The Worst Investments You Can Make: iPath S&P 500 VIX Short-Term Futures (VXX)
Expenses: 0.89%, or $89 per $10,000 invested.
Let’s take the iPath S&P 500 VIX Short-Term Futures TM ETN (NYSEARCA:VXX). VXX isn’t a stock. You aren’t buying ownership in anything. There’s no sales or net income to track, no price-to-earnings ratio and no dividends.
That’s because this is nothing more than a gamble on volatility. The VXX is tied to something called the Chicago Board Options Exchange’s Volatility Index. It’s nothing more than a “barometer of investor sentiment and market volatility.”
If that sounds like a wibbly-wobbly-timey-wimey thing that it difficult to peg down as far as its actual methodology, well, join the club.
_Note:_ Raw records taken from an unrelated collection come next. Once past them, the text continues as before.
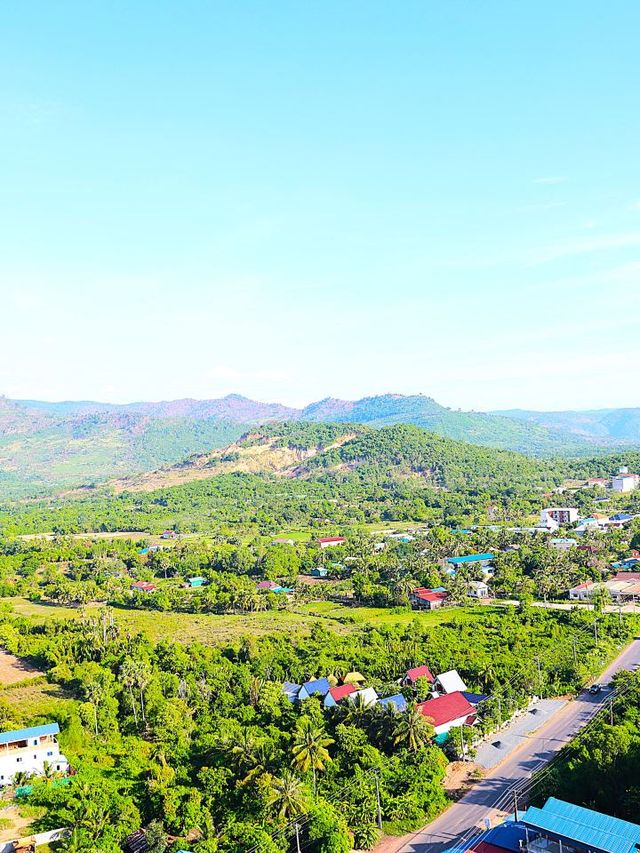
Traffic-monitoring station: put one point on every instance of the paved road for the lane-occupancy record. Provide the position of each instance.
(479, 803)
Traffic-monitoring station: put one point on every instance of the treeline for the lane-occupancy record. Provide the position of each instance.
(200, 742)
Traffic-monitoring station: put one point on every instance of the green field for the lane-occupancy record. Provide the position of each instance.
(212, 629)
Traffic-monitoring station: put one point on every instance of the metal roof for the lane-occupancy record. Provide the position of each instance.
(25, 734)
(470, 558)
(584, 826)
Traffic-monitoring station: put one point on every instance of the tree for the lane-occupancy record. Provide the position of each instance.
(286, 796)
(310, 748)
(414, 729)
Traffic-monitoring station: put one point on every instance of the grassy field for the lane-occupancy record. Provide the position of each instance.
(185, 627)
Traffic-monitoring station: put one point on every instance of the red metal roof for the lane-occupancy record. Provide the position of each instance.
(444, 709)
(419, 672)
(338, 693)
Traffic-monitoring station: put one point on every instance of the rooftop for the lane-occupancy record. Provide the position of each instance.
(584, 826)
(25, 734)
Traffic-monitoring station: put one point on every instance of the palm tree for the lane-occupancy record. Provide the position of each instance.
(310, 748)
(287, 796)
(414, 730)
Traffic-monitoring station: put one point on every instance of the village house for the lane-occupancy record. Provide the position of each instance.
(450, 682)
(478, 589)
(412, 675)
(623, 481)
(28, 750)
(331, 541)
(427, 599)
(559, 515)
(447, 712)
(143, 586)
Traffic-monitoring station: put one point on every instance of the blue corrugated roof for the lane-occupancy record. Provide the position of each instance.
(318, 685)
(25, 734)
(469, 558)
(584, 826)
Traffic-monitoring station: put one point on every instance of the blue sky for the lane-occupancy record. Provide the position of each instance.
(295, 200)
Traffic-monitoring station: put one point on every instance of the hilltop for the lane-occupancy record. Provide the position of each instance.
(46, 447)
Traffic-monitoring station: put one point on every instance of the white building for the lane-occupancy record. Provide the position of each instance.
(450, 682)
(559, 515)
(623, 481)
(28, 750)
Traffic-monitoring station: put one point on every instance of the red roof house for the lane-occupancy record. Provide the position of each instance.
(447, 711)
(418, 672)
(143, 586)
(337, 693)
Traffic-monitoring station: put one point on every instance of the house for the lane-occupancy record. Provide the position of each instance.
(450, 682)
(319, 572)
(623, 481)
(331, 541)
(473, 560)
(28, 750)
(427, 599)
(397, 702)
(335, 694)
(143, 586)
(367, 696)
(448, 712)
(316, 687)
(291, 691)
(561, 515)
(412, 675)
(478, 589)
(563, 826)
(563, 544)
(582, 592)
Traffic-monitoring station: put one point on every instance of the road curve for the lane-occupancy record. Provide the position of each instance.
(479, 803)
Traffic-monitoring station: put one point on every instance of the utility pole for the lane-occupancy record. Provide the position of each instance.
(375, 776)
(539, 676)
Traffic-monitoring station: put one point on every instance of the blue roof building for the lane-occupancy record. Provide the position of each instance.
(579, 828)
(470, 558)
(27, 734)
(316, 687)
(397, 701)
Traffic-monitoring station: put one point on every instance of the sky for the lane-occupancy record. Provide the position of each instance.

But it gets worse. No security actually tracks this “barometer,” so instead, futures contracts based on this wibbly-wobbly-timey-wimey security were invented. The VIX futures themselves? Well, the VXX vehicle created to track them isn’t even very good — since it only moves about 50%-60% of what the VIX index moves.
The VXX is thus this bizarre security that trades like a stock, is only moderately tied to futures contracts but has the same decay qualities of an option.
And it’s down 73% over the past year. It’s not an investment. It’s putting all your money on the wheel of fortune.